Schwere Jungs sehen eigentlich anders aus. Doch der 14-jährige "Mehmet" blickt bereits auf eine beachtliche kriminelle Karriere zurück. 60 Straftaten werden dem jungen Türken aus der Trabantenstadt Neuperlach im Südosten Münchens angelastet; keine Lappalien, sondern Einbrüche, Körperverletzungen, Nötigungen und Diebstähle. Als der 1984 geborene "Mehmet", der aus Datenschutzgründen diesen Decknamen erhielt, schließlich einen Mitschüler krankenhausreif prügelt und ausraubt, ist das Maß voll. Gerade strafmündig geworden wird er im Oktober 1998 zu einem Jahr Jugendstrafe verurteilt. Einen Monat später greift das Münchener Ausländeramt hart durch: Der im Bundestagswahlkampf zum Prototyp des jugendlichen Gewalttäters gestempelten Türken wird ausgewiesen. Obwohl Vater und Mutter des Minderjährigen seit Jahrzehnten rechtmäßig in Deutschland leben, verfügt die Behörde seine sofortige Ausweisung. Die Eltern weigern sich, ihren Sohn zu begleiten und so sitzt "Mehmet" am 14. November 1998 allein in der Lufthansa-Maschine 3532 nach Istanbul.
In der Türkei, die er nur von Urlauben kennt, wird "Mehmet" wie ein Märtyrer empfangen. Istanbuls Oberbürgermeister begrüßt ihn am Flughafen; Fernsehsender bieten dem inzwischen zum Medienstar avancierten Problem-Kid Arbeit an. Doch "Mehmets" in der Öffentlichkeit zelebrierte Reue und Besserungsversprechen halten nicht lange an. Als er bei Verwandten angeblich beim Diebstahl eines Laptops erwischt wird, schlägt auch in der ungeliebten Heimat die öffentliche Meinung um. Eine türkische Zeitung bezeichnet den allem Anschein nach Unbelehrbaren als "Verbrechensmaschine". Vor bundesdeutschen Gerichten wird währenddessen heftig über die Rechtmäßigkeit von "Mehmets" Ausweisung gestritten. Im Juli 2002 schließlich erreicht den jungen Mann die sehnlichst erwartete Nachricht: Das Bundesverwaltungsgericht hat seine Abschiebung für verfassungswidrig erklärt.
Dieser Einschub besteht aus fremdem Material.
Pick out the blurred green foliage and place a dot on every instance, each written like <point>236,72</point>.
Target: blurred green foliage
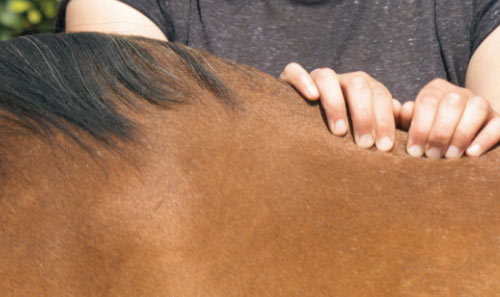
<point>21,17</point>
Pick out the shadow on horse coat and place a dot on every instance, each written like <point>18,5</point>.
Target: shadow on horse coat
<point>131,167</point>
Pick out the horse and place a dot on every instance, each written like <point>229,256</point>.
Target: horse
<point>134,167</point>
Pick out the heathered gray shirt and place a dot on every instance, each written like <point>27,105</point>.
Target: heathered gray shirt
<point>402,43</point>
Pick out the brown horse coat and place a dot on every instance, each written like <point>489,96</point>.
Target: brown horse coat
<point>253,198</point>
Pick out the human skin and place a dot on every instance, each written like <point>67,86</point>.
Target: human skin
<point>445,120</point>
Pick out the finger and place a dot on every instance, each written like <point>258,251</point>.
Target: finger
<point>332,99</point>
<point>473,118</point>
<point>300,79</point>
<point>424,113</point>
<point>406,115</point>
<point>486,139</point>
<point>385,126</point>
<point>359,97</point>
<point>448,115</point>
<point>396,108</point>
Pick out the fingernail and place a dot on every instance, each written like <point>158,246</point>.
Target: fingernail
<point>340,128</point>
<point>415,151</point>
<point>366,141</point>
<point>474,150</point>
<point>384,144</point>
<point>312,91</point>
<point>452,153</point>
<point>433,153</point>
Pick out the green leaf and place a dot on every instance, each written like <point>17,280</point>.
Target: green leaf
<point>11,20</point>
<point>49,8</point>
<point>34,16</point>
<point>19,6</point>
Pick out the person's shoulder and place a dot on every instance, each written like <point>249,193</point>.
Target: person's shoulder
<point>109,16</point>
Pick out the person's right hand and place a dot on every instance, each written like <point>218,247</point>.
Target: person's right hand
<point>373,111</point>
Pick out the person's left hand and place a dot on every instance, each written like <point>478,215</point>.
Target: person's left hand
<point>447,120</point>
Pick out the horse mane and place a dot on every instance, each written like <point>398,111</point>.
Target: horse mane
<point>52,80</point>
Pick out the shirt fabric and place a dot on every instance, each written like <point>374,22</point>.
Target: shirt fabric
<point>401,43</point>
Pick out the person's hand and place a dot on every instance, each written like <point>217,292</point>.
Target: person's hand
<point>448,120</point>
<point>371,107</point>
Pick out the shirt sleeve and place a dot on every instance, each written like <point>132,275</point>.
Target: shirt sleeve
<point>486,19</point>
<point>150,8</point>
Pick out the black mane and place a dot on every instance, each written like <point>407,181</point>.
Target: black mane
<point>52,80</point>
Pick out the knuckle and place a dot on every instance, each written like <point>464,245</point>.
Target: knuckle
<point>358,79</point>
<point>438,82</point>
<point>429,97</point>
<point>461,138</point>
<point>439,136</point>
<point>324,73</point>
<point>480,104</point>
<point>292,67</point>
<point>385,124</point>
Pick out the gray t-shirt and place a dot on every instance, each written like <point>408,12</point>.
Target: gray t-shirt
<point>402,43</point>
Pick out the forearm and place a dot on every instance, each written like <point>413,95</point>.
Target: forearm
<point>483,73</point>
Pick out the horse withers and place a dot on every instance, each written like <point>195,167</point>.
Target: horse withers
<point>132,167</point>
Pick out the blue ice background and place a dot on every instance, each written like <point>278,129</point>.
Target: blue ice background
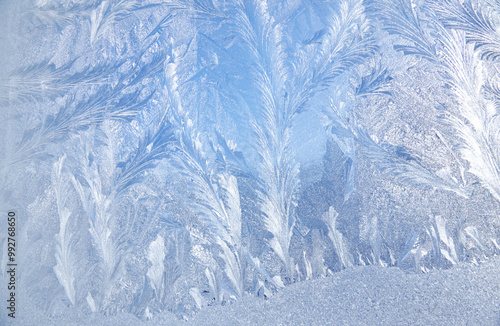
<point>168,156</point>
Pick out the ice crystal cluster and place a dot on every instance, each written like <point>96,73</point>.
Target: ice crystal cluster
<point>165,156</point>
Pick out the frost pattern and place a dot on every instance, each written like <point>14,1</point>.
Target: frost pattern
<point>170,155</point>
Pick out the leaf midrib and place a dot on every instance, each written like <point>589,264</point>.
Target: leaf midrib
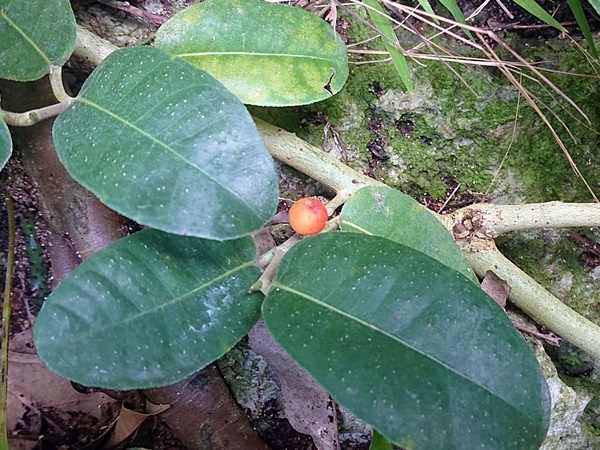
<point>253,54</point>
<point>170,302</point>
<point>167,147</point>
<point>395,338</point>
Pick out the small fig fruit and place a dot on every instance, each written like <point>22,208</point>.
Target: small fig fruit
<point>308,216</point>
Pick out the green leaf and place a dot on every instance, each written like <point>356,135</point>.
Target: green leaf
<point>584,26</point>
<point>378,442</point>
<point>390,40</point>
<point>386,212</point>
<point>533,8</point>
<point>149,310</point>
<point>414,349</point>
<point>35,34</point>
<point>265,53</point>
<point>5,144</point>
<point>596,5</point>
<point>165,144</point>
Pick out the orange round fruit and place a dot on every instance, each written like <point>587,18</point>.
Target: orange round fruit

Bereits am 1. August landet "Mehmet" wieder auf dem Münchener Flughafen. "Ich habe mich wie ein Depp verhalten. Heute bin ich älter und reifer", erklärt er in Interviews und verspricht: "Gewalt ist nichts mehr für mich." "Mehmets" Resozialisierung scheint tatsächlich zu klappen. Der inzwischen Achtzehnjährige holt den Hauptschulabschluss nach und schafft einen Notenschnitt von 1,5. Aus dem einstigen Bürgerschreck wird in Münchens Lokalpresse ein "bayerischer Musterschüler". Einen Ausbildungsplatz findet "Mehmet" trotzdem nicht und so zieht er Weihnachten 2004 wieder bei seinen Eltern ein. Der Familienfrieden währt nur kurz. Schon einige Wochen später erstattet der 67-jährige Vater Anzeige gegen den Sohn: "Mehmet" soll seine Eltern verprügelt, erpresst und sogar mit dem Tod bedroht haben. Im Juni 2005 wird er deshalb zu einer Freiheitsstrafe von 18 Monaten verurteilt. Bevor der Richterspruch rechtskräftig wird, taucht der Jugendliche unter und setzt sich wieder in die Türkei ab. Ein Jahr später ergeht gegen ihn die endgültige Ausweisungsverfügung. Weil "Mehmet" auf alle Rechtsmittel verzichtet, wird er nie mehr nach Deutschland zurückkehren dürfen.